Khizroev received a bachelor’s in quantum electronics and applied physics from Moscow Institute of Physics and Technology, a master’s in physics from the University of Miami, and a Ph.D. in electrical and computer engineering from Carnegie Mellon University in 1992, 1994, and 1999, respectively.

The 98 innovators named to NAI Charter Fellow status represent 54 prestigious research universities and non-profit research institutes. Together, the new Fellows hold more than 3,200 U.S. patents. Included in the Charter class are eight Nobel Laureates, two Fellows of the Royal Society, 12 presidents of research universities and non-profit research institutes, 50 members of the National Academies (National Academy of Sciences, National Academy of Engineering, Institute of Medicine), 11 inductees of the National Inventors Hall of Fame, three recipients of the National Medal of Technology and Innovation, four recipients of the National Medal of Science, and 29 AAAS Fellows, among other major awards and distinctions.

The NAI Charter Fellows will be inducted as Fellows by the U.S. Commissioner for Patents, Margaret A. Focarino, from the United States Patent and Trademark Office (USPTO), during the 2nd Annual Conference of the National Academy of Inventors, on Feb. 22 in Tampa.

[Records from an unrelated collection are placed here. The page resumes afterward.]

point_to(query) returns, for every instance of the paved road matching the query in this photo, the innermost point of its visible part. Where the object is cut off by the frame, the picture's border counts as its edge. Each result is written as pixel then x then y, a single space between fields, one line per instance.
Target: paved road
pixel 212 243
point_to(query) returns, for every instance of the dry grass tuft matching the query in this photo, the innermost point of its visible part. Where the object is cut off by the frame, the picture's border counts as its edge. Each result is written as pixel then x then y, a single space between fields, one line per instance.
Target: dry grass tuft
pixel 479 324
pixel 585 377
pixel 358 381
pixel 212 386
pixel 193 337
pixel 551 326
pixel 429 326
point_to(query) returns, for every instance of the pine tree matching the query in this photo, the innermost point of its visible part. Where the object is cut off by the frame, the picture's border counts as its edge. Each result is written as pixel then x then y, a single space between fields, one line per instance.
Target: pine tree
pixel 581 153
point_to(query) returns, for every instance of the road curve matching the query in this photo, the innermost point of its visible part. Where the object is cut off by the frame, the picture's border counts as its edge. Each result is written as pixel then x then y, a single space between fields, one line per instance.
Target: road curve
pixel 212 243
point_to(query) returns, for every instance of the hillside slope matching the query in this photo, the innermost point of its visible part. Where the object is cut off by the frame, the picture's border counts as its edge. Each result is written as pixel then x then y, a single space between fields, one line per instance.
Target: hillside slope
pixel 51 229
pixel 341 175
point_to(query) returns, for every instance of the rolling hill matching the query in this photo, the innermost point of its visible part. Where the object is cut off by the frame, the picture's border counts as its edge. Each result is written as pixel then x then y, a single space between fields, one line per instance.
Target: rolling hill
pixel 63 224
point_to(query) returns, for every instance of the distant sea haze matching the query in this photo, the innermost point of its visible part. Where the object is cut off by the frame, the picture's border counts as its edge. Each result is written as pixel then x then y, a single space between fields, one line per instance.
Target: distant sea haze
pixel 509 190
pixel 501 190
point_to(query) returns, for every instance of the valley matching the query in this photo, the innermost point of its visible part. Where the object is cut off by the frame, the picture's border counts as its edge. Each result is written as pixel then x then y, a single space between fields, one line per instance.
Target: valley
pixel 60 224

The NAI Charter Fellows will be recognized with a full-page announcement in The Chronicle of Higher Education on Jan. 18, 2013, in the Jan. 2013 issue of Inventors Digest, and in a future issue of Technology and Innovation – Proceedings of the National Academy of Inventors.

The academic inventors and innovators elected to the rank of NAI Charter Fellow are named inventors on U.S. patents and were nominated for outstanding contributions to innovation in areas such as patents and licensing, innovative discovery and technology, significant impact on society, and support and enhancement of innovation.